While many projects have progressed in private sector, not many projects in cooperatives could progress due to bank loans not being sanctioned. The banking fraternity’s current mindset to put sugar sector in “Caution list” needs to be changed. Excess land value surrounding mill may be taken for collateral security while sanctioning loans for financially weak mills. The Government should provide alternatives in ways to stop hindrance of progress of the cooperative mills due to this. The subsidies should also be credited in farmers account.  

We have proposed for subsidization of railway freight for North East States for Cooperatives.
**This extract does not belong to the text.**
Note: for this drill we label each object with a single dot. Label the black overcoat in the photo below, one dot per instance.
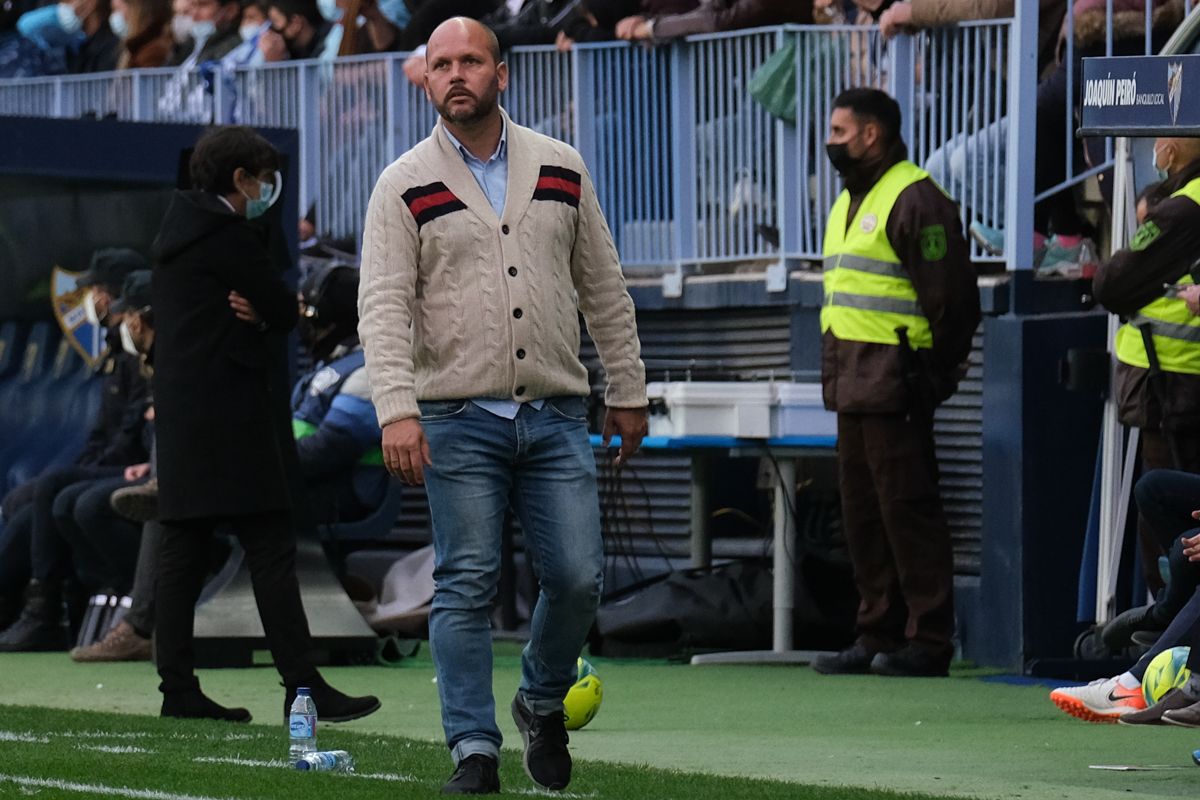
(222, 433)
Cooperatives are ready to supply more sugar for third party MIEQ also. Here, reduction in stock is required for timely start of the sugar mills, otherwise there may be issues eve for pre-seasonal expenses like advance payment of H&T etc.

If the Rangrajan committee recommended model of revenue is implemented pan India for Sugarcane Pricing by amending sugarcane control order along with implementation of Escrow account and direct crediting of cane price, the cane growers would get relief from perpetual cane arrears causing frustration. Adding to this, the cane pricing policy should also be rationalized by linking cane price with revenue and there should be a creation of Cane Farmers Welfare Fund (CFWF) to bridge the gap between what the industry is able to pay and FRP fixed by the GOI. And apart from this if state Govt. wants to announce their SAP over & above GOI’s FRP, then State Govt. should make budgetary provision for the same”, he continued.

Currently the Minimum Selling Price of Sugar is Rs3100/Qntl needs to be revised upward by computing all the actual costs on finance and depreciation so as to bring it close to, if not more than, the average cost of production. Revising the MSP with a difference of Rs.200/Qntl between M-30 and S-30 to enable parity in ex-mill sugar prices pan India will reduce the financial stress for fully paying FRP of sugarcane by the mills.”

Mr.Naiknavare also shared, “Industrial buyers consume 60 to 70% of the total domestic consumption and to bring financial stability; Dual pricing of sugar is need of the hour, Rs.60/kg for industrial consumers & Rs.35/kg for household consumers. To maintain better quality standards, jute packaging compulsion should be completely diluted.”

Where the sugar industry is divided into segments of stakeholders, the Cooperative sugar sector that attributes to a farmers organization contributes about 35% of total sugar production in India and also plays a vital role in direct and indirect employment generation of rural folks. The sector has approximately 55 lakh small and marginal cane growers are member shareholders and are directly connected with federal bodies. The National Federation of Cooperative Sugar Factories (NFCSF) has tried to be the voice of this fraternity and synergy to develop the Indian Sugar Industry.